Boy 2: *Big Red*. He is almost as big as Fish (body wise) and of course he's red. I actually think he may be a butterfly if his fins were grown out.. guess we'll see.

Everyone (my school included) got frozen blood worms for dinner and I actually got Rosie to eat and it looks like her color is coming back now that she is in my closet in the dark. She seems to have the dragon coloring but I can't tell if she has the dragon scaling or not.


----------



## mysquishy (Mar 12, 2010)

That is horrible! Good for you. I think I may want Rosie once she is better. I *love* her. Could you get some more pics please?


----------



## 1fish2fish (Sep 10, 2009)

I'm going to give it a few days before messing with the girls. Right now they're in my closet in the dark but they still seemed stressed so I'm not going to bother them except for food.

Zippity's color has improved.. she actually has a little color! But she still has the stress stripes and Rosie is still paler than she was when I got her so I don't think they're ready to come out of the closet.

They're both so tiny. Compared to my female they look like fry! Rosie is slightly bigger than Zippity but they're only about 1in long including tail.
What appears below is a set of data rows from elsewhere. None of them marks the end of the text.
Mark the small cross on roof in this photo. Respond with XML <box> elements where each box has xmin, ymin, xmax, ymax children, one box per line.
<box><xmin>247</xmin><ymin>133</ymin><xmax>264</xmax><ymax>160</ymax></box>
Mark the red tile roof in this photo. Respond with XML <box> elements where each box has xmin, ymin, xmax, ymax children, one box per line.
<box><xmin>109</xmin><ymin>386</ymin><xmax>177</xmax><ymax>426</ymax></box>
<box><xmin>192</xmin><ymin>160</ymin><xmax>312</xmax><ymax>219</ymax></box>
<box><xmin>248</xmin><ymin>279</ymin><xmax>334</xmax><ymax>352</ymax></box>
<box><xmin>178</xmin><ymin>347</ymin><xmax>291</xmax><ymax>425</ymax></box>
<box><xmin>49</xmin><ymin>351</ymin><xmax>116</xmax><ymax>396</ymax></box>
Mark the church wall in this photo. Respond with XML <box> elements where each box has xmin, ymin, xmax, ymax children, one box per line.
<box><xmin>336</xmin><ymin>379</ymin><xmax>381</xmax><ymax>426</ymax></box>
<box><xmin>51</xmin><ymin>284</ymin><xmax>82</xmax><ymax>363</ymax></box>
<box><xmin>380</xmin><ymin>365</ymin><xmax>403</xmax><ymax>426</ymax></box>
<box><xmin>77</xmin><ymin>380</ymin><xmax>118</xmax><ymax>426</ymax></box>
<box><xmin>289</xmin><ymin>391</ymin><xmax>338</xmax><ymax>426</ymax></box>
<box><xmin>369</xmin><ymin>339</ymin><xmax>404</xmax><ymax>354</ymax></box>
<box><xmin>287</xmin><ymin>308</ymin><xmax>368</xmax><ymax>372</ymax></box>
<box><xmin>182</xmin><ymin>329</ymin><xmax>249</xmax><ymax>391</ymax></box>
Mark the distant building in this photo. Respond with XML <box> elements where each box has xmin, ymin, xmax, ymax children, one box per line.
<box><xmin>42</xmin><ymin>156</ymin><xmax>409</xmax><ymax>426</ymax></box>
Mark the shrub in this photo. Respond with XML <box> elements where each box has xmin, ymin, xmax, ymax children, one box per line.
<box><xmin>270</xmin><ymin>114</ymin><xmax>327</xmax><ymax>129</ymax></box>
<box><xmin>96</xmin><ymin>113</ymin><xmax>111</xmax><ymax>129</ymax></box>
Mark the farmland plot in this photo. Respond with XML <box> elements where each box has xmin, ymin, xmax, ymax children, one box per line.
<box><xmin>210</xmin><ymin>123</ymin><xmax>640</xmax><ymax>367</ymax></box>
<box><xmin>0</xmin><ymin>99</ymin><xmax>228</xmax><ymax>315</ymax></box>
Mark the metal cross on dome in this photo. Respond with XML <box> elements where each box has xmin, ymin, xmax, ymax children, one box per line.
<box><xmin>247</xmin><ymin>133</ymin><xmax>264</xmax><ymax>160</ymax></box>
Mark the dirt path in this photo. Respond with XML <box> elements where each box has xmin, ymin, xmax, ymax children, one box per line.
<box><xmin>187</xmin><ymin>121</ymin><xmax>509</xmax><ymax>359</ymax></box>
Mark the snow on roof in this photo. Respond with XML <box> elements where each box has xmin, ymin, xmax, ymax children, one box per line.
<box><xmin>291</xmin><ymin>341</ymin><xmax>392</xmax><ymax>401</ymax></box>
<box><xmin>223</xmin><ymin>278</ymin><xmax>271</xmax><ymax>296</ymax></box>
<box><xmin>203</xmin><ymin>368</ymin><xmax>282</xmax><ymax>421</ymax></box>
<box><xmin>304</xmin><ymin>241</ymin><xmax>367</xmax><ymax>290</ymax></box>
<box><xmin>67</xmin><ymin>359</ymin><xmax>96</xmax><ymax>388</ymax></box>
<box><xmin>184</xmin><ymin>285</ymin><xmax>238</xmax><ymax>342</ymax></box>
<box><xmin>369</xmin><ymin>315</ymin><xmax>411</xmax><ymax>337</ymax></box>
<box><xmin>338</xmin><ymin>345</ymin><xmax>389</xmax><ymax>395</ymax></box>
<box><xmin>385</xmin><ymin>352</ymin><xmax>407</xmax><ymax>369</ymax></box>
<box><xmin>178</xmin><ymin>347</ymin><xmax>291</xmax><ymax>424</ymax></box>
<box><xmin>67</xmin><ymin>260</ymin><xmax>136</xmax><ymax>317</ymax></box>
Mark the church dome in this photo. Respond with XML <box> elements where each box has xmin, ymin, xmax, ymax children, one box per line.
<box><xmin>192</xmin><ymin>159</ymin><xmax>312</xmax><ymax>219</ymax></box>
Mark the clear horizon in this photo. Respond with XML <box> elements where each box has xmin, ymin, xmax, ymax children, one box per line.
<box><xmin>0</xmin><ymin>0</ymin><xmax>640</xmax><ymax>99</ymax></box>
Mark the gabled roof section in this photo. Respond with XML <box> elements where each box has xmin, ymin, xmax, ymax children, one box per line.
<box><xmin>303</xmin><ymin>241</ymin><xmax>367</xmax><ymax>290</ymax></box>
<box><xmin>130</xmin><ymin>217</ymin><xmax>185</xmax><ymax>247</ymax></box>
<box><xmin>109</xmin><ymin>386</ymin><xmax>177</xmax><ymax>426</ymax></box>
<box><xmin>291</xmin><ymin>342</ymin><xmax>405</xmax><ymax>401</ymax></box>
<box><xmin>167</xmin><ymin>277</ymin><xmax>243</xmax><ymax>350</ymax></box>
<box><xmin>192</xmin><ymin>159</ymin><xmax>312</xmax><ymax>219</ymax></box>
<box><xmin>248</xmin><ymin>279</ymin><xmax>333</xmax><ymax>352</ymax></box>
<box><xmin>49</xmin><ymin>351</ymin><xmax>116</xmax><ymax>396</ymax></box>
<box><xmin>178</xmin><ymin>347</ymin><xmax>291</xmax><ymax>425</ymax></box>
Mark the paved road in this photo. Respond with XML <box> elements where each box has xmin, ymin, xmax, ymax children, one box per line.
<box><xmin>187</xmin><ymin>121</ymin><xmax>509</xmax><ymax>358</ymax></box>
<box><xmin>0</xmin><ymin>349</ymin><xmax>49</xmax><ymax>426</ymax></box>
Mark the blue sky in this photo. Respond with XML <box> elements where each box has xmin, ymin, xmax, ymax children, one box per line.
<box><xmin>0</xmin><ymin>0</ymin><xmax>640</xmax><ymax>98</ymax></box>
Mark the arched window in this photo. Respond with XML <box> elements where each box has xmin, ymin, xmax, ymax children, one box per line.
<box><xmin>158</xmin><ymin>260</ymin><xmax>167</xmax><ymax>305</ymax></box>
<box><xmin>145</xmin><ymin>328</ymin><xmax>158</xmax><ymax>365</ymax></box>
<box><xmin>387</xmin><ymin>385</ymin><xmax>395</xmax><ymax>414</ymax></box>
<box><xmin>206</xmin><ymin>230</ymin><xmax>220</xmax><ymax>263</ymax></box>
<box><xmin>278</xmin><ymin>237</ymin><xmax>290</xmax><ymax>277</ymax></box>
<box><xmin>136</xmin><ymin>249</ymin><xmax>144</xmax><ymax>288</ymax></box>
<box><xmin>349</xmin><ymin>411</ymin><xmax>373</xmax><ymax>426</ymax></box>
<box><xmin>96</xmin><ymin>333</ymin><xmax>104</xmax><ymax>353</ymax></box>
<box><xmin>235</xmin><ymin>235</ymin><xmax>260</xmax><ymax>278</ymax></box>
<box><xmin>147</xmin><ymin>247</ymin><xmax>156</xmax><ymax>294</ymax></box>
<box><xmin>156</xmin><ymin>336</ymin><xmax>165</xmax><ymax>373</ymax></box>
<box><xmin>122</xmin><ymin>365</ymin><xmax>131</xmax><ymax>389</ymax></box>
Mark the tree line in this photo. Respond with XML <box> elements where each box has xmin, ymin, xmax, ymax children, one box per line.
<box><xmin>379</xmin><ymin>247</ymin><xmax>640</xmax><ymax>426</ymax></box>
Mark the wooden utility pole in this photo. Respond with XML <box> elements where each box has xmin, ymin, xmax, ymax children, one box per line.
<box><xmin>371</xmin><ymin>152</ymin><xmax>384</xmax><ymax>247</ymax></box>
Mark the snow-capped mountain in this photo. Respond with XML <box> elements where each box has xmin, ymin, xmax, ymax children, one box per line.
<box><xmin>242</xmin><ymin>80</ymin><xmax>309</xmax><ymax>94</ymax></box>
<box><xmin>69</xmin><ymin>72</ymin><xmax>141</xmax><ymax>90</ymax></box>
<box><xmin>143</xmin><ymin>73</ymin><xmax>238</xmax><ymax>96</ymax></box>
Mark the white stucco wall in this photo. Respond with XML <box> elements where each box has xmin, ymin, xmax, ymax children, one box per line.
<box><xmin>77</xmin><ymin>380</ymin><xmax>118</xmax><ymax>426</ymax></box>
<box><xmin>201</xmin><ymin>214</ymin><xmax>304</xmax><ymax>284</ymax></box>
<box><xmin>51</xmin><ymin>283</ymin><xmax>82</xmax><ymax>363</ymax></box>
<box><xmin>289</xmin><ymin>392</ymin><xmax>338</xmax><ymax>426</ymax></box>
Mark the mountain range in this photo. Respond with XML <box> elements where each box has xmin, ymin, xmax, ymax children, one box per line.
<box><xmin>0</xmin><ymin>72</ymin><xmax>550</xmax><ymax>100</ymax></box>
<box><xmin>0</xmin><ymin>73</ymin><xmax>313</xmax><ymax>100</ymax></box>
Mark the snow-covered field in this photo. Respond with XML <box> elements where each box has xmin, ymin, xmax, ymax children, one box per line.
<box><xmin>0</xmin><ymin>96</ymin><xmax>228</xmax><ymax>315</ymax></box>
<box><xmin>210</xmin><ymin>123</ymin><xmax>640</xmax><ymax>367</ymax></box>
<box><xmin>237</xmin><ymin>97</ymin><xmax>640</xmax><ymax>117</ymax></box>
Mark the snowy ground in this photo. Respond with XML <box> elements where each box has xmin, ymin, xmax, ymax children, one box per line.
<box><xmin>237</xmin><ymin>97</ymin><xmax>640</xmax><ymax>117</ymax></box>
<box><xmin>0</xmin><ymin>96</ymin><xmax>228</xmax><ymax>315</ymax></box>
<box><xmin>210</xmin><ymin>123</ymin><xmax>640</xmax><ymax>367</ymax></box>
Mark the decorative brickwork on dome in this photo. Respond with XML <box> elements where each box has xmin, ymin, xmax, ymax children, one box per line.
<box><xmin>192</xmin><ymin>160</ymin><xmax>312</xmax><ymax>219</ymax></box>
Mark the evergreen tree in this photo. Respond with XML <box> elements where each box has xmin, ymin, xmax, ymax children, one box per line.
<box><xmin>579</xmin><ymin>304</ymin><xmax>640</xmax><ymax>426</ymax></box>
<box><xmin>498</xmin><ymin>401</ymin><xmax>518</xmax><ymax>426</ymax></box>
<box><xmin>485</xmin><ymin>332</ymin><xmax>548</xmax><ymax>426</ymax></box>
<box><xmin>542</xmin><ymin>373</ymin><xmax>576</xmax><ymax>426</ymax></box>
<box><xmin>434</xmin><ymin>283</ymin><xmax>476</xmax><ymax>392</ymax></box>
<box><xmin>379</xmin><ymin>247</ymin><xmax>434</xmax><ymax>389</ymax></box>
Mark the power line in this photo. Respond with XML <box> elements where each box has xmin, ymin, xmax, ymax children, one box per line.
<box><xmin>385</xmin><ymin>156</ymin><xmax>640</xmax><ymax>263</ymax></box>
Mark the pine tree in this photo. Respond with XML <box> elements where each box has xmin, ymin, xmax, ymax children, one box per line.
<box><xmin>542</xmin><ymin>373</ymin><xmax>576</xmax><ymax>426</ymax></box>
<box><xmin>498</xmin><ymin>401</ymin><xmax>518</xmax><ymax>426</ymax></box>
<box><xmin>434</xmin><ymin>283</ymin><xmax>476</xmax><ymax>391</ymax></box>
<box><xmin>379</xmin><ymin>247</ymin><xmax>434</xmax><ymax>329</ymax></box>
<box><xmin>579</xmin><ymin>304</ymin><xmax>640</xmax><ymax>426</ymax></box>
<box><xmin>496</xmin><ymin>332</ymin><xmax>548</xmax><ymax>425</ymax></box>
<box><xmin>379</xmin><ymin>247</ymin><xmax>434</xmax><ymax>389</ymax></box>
The boys seem to be doing fine. Spots just swims around and does his thing and Big Red comes up to the front of the tank to say hi.. he's a really sweet boy.


----------



## Starbright (Apr 26, 2009)

Zippity looks like a danio! She looks SO stressed! That poor girl :[ 

I agree Spots is lovely! I amend you on your good deed! ^_^ Those cups looks disgusting!


----------



## 1fish2fish (Sep 10, 2009)

I almost almost wonder if she's even a betta at all.. she's so tiny! The stripes do go away so I guess she is a betta... she doesn't have hardly any color to her and when I try to take pictures all her color goes away and the stripes come back... she stripes at everything!

What color she does have is very pretty blueish-greenish. I'm hoping if I can get her to grow a little more she'll color up more.


----------



## Mitsufishi (Jul 1, 2009)

eekk! It's people like you I admire! I have problems with the walmart down the street from me. I went in there about 3 days ago, and they had about 6 cups upside down in the sink with dead bettas in them. I was pretty sad...I also have to refill there cups everytime I go in. Water loss in those things is insane!! I actually just deleted a picture I took, I actually went diggin around in the cabinets that say employee only and saw the betta food with a post it that said "betta 1-2 pellets x2 week" I was seriously mad at them at the moment because there was a male in a cup that looked like it had fallen and cracked on the bottom, and all they did was stick the cup in the sink almost to let it drain out and die!!!! I got mad and went over to the kitchenware aisle and got a huge gladeware tub and filled it with water, opened the bottle of stress coat i was buying and treated it and put him right in it and back in the sink, and feed him a couple pellets i covered it with paper towels so he wouldnt jump out. I also wrote a HUGE note and taped it to the cabinet that pretty much said...."IF WALMART CANT CARE FOR THEIR FISH CORRECTLY THEY SHOULDNT SELL THEM!!!" 2 weeks later there was not a single fish in sight! For about 6 months they stopped selling them. I went back about a week ago and there were tons! :'(


----------



## 1fish2fish (Sep 10, 2009)

You can call 1-800-Wal-Mart and report the store.. just find out what the store number is (you can find that on the store locator).. Thats what I'm going to do later tonight when I finally have a little time.


----------



## sstacy19 (Jan 20, 2010)

horrible!! Good thing you were there!


----------



## Mitsufishi (Jul 1, 2009)

1fish2fish said:


> You can call 1-800-Wal-Mart and report the store.. just find out what the store number is (you can find that on the store locator).. Thats what I'm going to do later tonight when I finally have a little time.



o0O0Oo I will do, I know the store number because I work for the Dept of Wildlife Conservation and they are a vendor for us.


----------



## 1fish2fish (Sep 10, 2009)

Good thing.. I've heard others have done this with very good results.


----------



## carolyn (Apr 17, 2010)

poor little guys. I'm glad you saved them. I see fish at Petsmart that are bad but not that bad. I even handed a cup with a dead fish to an employee as he walked by. I wish I could buy them all and bring them home. You are wonderful!


----------